Certains allaient même jusqu'à dire : je ne vais pas me dresser contre mon peuple, je vais me dresser contre Staline. Mais la majorité de ceux qui rejoignaient des unités de combat fascistes le faisaient avec une seule idée en tête : aussitôt le début des combats, traverser les lignes et rejoindre les troupes amies. Tous n'ont pas réussi à mettre le projet à exécution, mais les faits suivants sont bien connus : le 14 septembre 1943, quand l'issue de la bataille de Koursk était pliée, Hitler a expliqué la défaite par la « trahison d'unités auxiliaires » : de fait, à l'époque, 1 300 hommes, pratiquement un régiment, avaient déserté et rejoint l'Armée rouge dans le secteur sud. « Mais maintenant j'en ai assez » déclara Hitler, « je veux que toutes ces unités soient désarmées sur-le-champ et que toute la bande soit envoyée dans des mines en France. »

On doit reconnaître que c'est Hitler qui avait le plus longtemps rejeté l'idée de créer des unités militaires parmi les prisonniers de guerre soviétiques, et ce, même si dès septembre 1941, le colonel Tresckow avait fait des plans pour constituer une armée forte de 200 000 Russes anticommunistes. Ce n'est qu'à la veille de la bataille de Stalingrad, alors que le nombre de prisonniers atteignait déjà plusieurs millions, que le Führer a enfin donné son accord.

En tout, il a été possible de constituer plus de 180 unités dont 75 composées de Russes, 216 de Cosaques (du Don, du Kouban et du Terek), 42 de de Tatars et de Turkmène de Crimée, 11 de Georgiens, 12 de soldats originaires du nord du Caucase, 12 de soldats originaires d'Azerbaïdjan et 8 d'Arméniens.

Si on regarde la répartition des effectifs selon l'origine nationale, (chiffres arrêtés au 24 janvier 1945) on a : 104 000 Lettons, Tatars de Tatarie, 12 500, Tatar de Crimée, 12 500, 10 000 Estoniens, 7 000 Arméniens, 5 000 Kalmouks.
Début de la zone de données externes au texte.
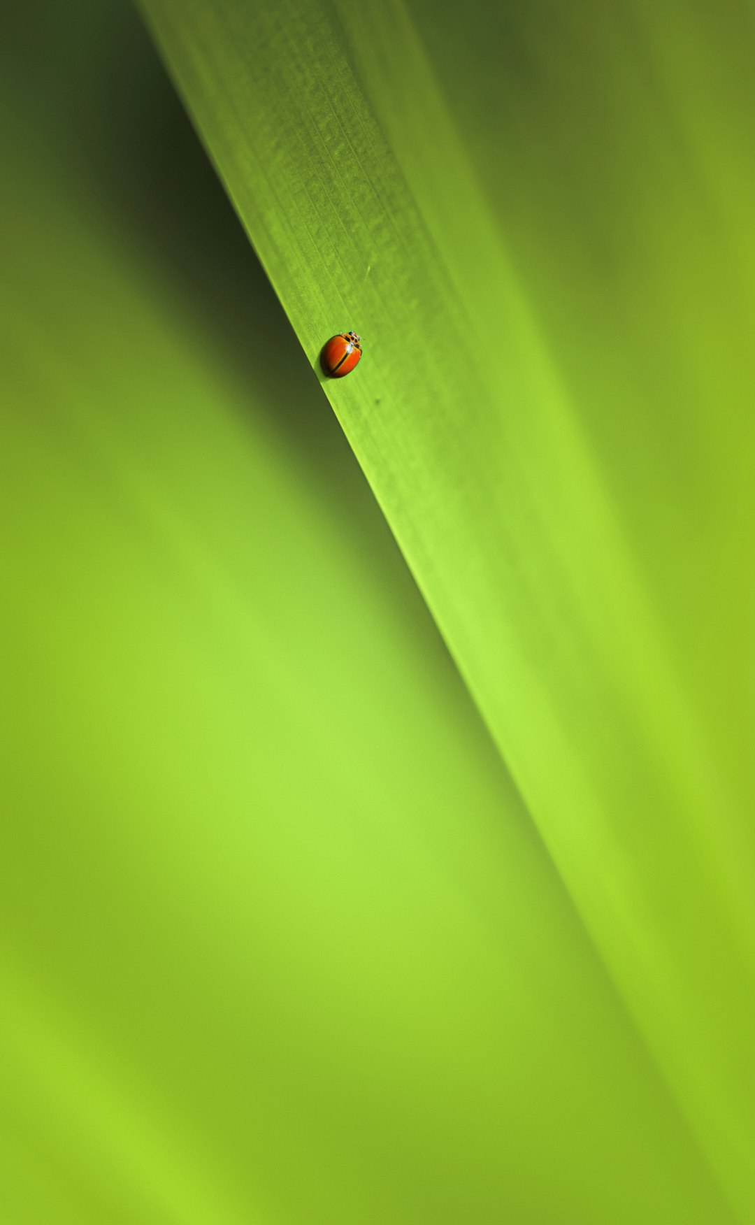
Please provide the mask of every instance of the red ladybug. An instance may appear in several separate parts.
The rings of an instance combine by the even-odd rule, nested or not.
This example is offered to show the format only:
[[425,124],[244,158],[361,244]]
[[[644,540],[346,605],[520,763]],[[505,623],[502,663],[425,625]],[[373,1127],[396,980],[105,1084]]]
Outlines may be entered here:
[[322,349],[322,369],[331,379],[343,379],[351,374],[362,356],[362,341],[355,332],[341,332],[331,336]]

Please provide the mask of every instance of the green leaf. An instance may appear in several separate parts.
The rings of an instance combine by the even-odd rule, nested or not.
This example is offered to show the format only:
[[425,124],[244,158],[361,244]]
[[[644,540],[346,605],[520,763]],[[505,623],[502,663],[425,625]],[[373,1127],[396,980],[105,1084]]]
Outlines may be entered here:
[[145,9],[313,368],[363,337],[326,392],[749,1220],[745,17]]

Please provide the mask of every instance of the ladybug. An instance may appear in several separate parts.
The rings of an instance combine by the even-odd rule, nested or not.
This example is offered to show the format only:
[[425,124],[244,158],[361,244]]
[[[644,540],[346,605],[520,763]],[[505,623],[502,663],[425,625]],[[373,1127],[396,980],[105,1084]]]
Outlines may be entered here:
[[322,349],[320,359],[322,369],[331,379],[343,379],[351,374],[362,356],[362,341],[355,332],[341,332],[331,336]]

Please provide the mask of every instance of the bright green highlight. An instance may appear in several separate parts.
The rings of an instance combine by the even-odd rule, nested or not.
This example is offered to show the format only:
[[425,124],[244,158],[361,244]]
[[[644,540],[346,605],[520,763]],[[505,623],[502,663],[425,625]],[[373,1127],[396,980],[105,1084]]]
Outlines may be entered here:
[[[748,1220],[746,423],[697,377],[715,348],[745,387],[710,305],[745,213],[716,197],[692,273],[666,172],[630,328],[645,163],[556,173],[617,75],[656,165],[651,50],[716,190],[730,108],[695,121],[694,27],[679,76],[640,10],[474,54],[434,12],[153,6],[304,353],[134,15],[16,18],[13,1225]],[[308,364],[340,327],[365,358],[327,391],[487,726]]]
[[308,356],[363,336],[327,393],[750,1220],[751,31],[656,7],[146,2]]

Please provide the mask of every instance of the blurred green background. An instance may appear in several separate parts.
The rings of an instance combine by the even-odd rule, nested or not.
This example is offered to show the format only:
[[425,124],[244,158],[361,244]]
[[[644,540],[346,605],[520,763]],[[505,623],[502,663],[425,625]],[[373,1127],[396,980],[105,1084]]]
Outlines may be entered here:
[[746,1223],[751,18],[170,20],[287,311],[135,11],[2,17],[0,1218]]

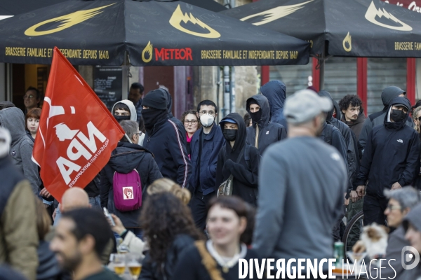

Et les Russes ? Selon les chiffres officiels de l'Amiral Karl Dönitz, au 20 mai 1945, il y avait la 599e brigade russe, 13 000 hommes, la 600e ; 12 000 hommes, et la 650e 18 000 hommes.

Si on additionne tous ces chiffres, on a l'impression qu'ils étaient nombreux à avoir combattu de l'autre côté, mais on doit relativiser, seuls 20 % de ces forces ont réellement participé aux hostilités, elles ont été recrutées parmi une masse de plusieurs millions de prisonniers, et des milliers d'entre eux ont traversé les lignes pour rejoindre des troupes amies.

À noter que les services spéciaux du Reich se sont montrés particulièrement attentifs à former des bataillions composés de non Russe, comme s'ils savaient que les familles des Russes, des bébés aux vieillards risquaient le plus en cas de trahison. Ces services ne pouvaient pas savoir que les autorités russes ne faisaient aucune différence entre ceux qui avaient effectivement combattu aux côtés du Reich, et ceux qui étaient simplement prisonniers : tous étaient considérés comme des ennemis.